簡単な意訳だけ紹介しとくから参考にしてくれよな。

 (抄訳)
「今年もCESがやってくる。いわゆるコネクテッドガジェットが我々の生活にどんどん入ってきて、生活はどんどん便利になる。そんな未来がもうすぐ手の届くところまで来ている、かもしれない。だけどちょっと冷静になって見てみよう。

まずヴァーチャル・リアリティ(VR)とAR(拡張現実)はCESのあちこちに展示されるだろう。だけどゲームとか産業現場で使う以外の使い道って超限定的だよね。期待値は大きいけど、頭とか顔に装置を装着して何かするのってまだ密室の娯楽って感じだし、それほど必要とされてないから、3Dテレビの悪夢が再び蘇ってきそうな予感がする。実際ヴァーチャルリアリティのゲームなんてまだまだニッチだし、部屋で友達と一緒にプレイすること考えたら、かなり違和感あるよね。ヘッドセット装着してゲームに没頭するんだもの。ARなんてこれよりひどい状況で、製品化するにはまだ5年は必要だ。医療、産業、軍事、エンタメ、色んな用途があると言われているけど、VRと同じくヘッドセットありきのものだから、実用としてはやはり限定的と言わざるをえない。価格もまだまだ普及が期待できるレンジにないしね。そうなるとアプリケーションも限定的になってしまうという悪循環。普及のハードルはまだまだ高い。

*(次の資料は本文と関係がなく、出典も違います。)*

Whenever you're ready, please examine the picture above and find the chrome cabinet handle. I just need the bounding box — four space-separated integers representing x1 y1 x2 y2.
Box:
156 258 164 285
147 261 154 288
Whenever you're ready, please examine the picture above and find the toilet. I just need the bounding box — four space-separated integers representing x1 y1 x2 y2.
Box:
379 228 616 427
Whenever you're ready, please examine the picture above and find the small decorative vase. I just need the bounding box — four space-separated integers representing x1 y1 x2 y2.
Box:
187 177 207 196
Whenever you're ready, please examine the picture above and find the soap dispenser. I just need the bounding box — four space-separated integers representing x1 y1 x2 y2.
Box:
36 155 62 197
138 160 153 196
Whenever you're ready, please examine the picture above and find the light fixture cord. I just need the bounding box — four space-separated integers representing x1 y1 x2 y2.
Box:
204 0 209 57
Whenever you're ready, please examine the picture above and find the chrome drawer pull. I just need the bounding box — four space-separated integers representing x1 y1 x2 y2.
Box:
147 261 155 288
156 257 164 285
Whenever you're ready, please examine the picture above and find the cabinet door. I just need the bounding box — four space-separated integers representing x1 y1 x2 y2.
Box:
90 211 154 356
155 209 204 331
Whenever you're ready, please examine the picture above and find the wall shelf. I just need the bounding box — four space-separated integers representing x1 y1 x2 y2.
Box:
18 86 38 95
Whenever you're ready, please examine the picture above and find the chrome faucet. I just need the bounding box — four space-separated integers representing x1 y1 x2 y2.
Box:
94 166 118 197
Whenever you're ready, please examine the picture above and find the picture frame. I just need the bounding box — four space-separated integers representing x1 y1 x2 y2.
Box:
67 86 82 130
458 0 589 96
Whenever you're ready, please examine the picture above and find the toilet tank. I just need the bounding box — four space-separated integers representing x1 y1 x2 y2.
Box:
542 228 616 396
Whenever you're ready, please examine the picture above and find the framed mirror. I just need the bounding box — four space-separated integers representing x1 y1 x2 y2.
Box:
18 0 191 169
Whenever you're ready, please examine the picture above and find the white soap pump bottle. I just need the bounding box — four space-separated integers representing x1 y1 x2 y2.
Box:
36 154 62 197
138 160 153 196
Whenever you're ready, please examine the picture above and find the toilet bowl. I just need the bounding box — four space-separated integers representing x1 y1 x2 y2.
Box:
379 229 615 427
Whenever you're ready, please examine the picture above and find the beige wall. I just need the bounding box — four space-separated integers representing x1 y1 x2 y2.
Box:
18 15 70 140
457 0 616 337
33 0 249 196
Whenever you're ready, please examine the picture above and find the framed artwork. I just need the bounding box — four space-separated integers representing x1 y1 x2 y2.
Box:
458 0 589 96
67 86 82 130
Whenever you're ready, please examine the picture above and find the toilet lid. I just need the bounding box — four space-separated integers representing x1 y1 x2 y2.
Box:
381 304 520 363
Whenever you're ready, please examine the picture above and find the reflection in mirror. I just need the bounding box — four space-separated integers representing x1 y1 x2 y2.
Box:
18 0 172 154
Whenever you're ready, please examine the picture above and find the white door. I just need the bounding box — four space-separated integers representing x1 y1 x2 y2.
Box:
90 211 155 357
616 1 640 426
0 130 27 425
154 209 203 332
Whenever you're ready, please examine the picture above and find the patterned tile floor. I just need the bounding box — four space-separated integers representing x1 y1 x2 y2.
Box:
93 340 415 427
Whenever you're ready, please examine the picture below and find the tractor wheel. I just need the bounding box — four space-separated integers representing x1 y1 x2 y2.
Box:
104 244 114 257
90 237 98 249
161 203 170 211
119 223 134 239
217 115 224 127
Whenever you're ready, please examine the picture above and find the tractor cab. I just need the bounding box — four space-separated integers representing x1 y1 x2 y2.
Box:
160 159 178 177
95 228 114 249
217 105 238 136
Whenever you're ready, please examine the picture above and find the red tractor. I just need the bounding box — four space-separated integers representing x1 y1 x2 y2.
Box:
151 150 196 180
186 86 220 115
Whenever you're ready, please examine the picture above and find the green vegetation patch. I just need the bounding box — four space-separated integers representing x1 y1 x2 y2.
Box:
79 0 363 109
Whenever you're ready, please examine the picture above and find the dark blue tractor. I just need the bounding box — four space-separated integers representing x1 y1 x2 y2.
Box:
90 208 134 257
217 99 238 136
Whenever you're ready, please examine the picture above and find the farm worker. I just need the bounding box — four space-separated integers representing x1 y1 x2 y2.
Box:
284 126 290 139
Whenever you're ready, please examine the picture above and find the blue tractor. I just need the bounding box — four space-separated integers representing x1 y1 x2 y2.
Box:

スマートデバイス、コネクテッドデバイスもCESのあちこちで見られるだろう。カロリー計算できるフィットネストラッカー、スマートホーム機器、果てはトースターや水筒までコネクテッドときた。何これ?今の状況ってメーカーがモノをインターネットに繋げるために、とりあえずチップ載せとけってなもんだよね?メーカーのメーカーによるメーカーのためのコネクテッドデバイスだ。ユーザーのために本当に繋ぐべきものを繋ぐという発想じゃないんだよね。UKではユーザーの半数くらいがこれ以上テクノロジーはいらないって思ってる。実際コネクテッドデバイスの不具合に起因する問題もいくつか起こっているんだ。

サムスンはこのCESでSmartHubイニシアティブの成果の一つとして、スマートTVを展示するそうだ。簡単に言うと、IoT ReadyのスマートTVをプラットフォームとして、家電を管理、コントロールできるようになるというもの。

……Why サムスン!Why!?なんでテレビから家電をコントロールしなきゃいけないわけ?テクノロジーは僕らを自由にして、よりよい生活をもたらすものであるべきだ。ソファーに僕らを縛り付けておくようなものは正しいテクノロジーの使い方とは言えないね。これじゃウォーリー(Wall-E)の世界で表現されていた人間そのものだよ。そんな未来ってどうなの?」
 (抄訳ここまで)

うん、なかなか辛辣な記事だね。CESで展示される多くのテクノロジーはHypeに過ぎない。しかもスマート何とか、コネクテッド某の多くはメーカーが自社の製品を売るための手段にすぎないというのは、確かに共感できる例がいくつも思い浮かぶね。スミスはこの記事を読んで、CES(家電見本市)はある意味パリコレみたいなファッションショーと同じだなと思ったよ。その服いつ着るの?みたいなね。それ必要か?ってテクノロジーも展示して、自社の技術を見せるのが目的の一つだと思えば、まぁこれはこれでアリなのかなとも思えるよね。

さてこういった流れも踏まえて2016年のIoTの展望を少し話して、今年最初のコラムの締めとしたい。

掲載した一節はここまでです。